Anterior capsule staining using 0.025% trypan blue in all phacoemulsification cataract surgeries.
METHODS: Thirty eyes of 30 patients with cataracts being the main casue of defective vision and no other known ocular disease were submitted to phacoemulsification and IOL implantation. The ages varied between 52 and 79 years (mean 68). All surgeries were done by the same surgeon (VDK), using the same equipment (Laureatte--Bausch & Laumb), under peribulbar anaesthesia, with a three plane clear corneal incision, the "stop and chop" technique and an implant with a 5.25 mm optical zone.

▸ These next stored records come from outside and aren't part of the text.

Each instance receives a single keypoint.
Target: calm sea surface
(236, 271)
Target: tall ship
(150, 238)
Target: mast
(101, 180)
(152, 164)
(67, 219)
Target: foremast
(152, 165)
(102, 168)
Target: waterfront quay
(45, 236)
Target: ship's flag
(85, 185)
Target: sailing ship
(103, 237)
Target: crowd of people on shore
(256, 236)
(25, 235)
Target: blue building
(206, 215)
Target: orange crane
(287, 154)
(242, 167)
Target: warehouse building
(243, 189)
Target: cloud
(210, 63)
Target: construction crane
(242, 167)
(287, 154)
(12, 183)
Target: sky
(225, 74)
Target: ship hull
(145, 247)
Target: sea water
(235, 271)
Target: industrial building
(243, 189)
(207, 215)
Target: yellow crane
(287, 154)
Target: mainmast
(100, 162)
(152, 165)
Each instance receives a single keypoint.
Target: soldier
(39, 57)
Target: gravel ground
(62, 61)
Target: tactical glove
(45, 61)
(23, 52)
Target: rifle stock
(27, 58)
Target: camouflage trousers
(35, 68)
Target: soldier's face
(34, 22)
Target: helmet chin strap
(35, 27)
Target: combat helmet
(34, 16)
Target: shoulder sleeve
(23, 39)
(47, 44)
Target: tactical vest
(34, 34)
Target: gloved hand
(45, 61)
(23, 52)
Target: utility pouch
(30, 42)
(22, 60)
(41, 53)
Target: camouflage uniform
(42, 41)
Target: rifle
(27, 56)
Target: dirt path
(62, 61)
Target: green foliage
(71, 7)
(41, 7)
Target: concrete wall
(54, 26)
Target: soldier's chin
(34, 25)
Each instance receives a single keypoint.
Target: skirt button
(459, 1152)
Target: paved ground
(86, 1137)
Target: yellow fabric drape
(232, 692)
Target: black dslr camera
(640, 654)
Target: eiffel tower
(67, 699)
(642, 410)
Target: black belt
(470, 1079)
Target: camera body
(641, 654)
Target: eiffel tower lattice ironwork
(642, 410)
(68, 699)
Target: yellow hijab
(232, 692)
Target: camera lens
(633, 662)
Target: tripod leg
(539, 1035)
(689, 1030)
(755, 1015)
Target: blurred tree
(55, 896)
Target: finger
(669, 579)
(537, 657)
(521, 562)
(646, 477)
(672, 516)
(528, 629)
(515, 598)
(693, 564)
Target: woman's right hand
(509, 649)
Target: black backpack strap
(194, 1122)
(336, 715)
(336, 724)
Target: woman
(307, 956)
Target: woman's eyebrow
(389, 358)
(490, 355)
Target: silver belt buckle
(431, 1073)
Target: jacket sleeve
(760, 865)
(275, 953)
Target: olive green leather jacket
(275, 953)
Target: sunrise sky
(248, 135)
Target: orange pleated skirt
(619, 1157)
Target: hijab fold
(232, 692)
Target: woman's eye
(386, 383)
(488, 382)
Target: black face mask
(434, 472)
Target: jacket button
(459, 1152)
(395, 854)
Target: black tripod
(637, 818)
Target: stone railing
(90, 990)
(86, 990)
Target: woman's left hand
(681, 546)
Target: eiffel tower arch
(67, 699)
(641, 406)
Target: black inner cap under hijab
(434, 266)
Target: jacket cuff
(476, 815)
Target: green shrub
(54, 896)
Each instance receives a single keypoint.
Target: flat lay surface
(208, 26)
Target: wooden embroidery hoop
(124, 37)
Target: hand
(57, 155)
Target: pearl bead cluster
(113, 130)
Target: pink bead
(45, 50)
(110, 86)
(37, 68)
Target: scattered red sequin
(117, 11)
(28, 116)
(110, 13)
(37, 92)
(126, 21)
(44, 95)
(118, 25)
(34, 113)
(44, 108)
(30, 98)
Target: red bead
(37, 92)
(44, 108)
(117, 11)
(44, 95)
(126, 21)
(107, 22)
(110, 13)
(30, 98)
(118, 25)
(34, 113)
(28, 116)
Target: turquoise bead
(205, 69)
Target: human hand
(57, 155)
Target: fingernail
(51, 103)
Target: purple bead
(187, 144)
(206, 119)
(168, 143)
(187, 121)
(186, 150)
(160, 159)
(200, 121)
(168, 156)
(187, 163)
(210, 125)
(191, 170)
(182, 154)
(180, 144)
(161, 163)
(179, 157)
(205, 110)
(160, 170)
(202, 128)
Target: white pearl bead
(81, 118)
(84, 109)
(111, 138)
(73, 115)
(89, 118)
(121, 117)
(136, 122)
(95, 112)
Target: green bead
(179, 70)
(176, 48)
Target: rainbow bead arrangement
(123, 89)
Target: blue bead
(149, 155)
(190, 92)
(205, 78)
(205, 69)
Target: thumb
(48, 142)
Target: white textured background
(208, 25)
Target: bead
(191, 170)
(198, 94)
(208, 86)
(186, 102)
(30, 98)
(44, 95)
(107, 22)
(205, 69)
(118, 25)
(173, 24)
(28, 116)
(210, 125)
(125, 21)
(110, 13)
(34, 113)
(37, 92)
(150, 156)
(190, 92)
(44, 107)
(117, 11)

After the ancillary paracentesis, made in the limbus 70 to 90[degrees] away from the area where the clear cornea incision should be done, 0.2 to 0.5 ml of 0.025% trypan blue was injected in the anterior chamber, followed by filling of the anterior chamber with a viscoelastic solution, leaving the anterior capsule with a faint blue coloration. After the clear corneal incision, Anterior casulorhexis was performed using the 26G needle through the side port 2 clock hours away from the inferotemporal end of the superotemporal phacotunnel. The 0.025% trypan blue solution was obtained by diluting 0.1 ml of the 0.1% commercially available solution in 0.3 ml of Ringer lactate solution. The total effective used ultrasound power was recorded for each case. All patients had visual acuity, intraocular pressure (IOP) and anterior chamber reaction evaluated before surgery and on days 1, 6, 30 and 40 postoperatively.
RESULTS: Anterior capsulorhexis was successfully performed in all eyes. In two of them it was necessary to inject more viscoelastic after the initial capsular puncture because of liquefied cortical material leakage. The contrast between the stained capsular flap and the white cortical material allowed a safe control of the anterior capsulorhexis progression and the remaining anterior capsule edge was still stained during phacoemulsification. By the time of cortical aspiration, the faint blue coloration had disappeared from the anterior capsule rim. The remaining surgical steps were uneventful. On the first postoperative day, mild corneal stromal edema was seen in one eye and moderate edema in five eyes. By the 6th postoperative day the edema had vanished in all cases. There was no increase in IOP or any evidence of residual stain in the anterior segment during the postoperative period. The visual acuity, IOP and endothelial cell count before surgery and on day 40 are showed in Table 1. The endothelial cell loss varied between 1.37 to 6.67% (mean of 3.90%).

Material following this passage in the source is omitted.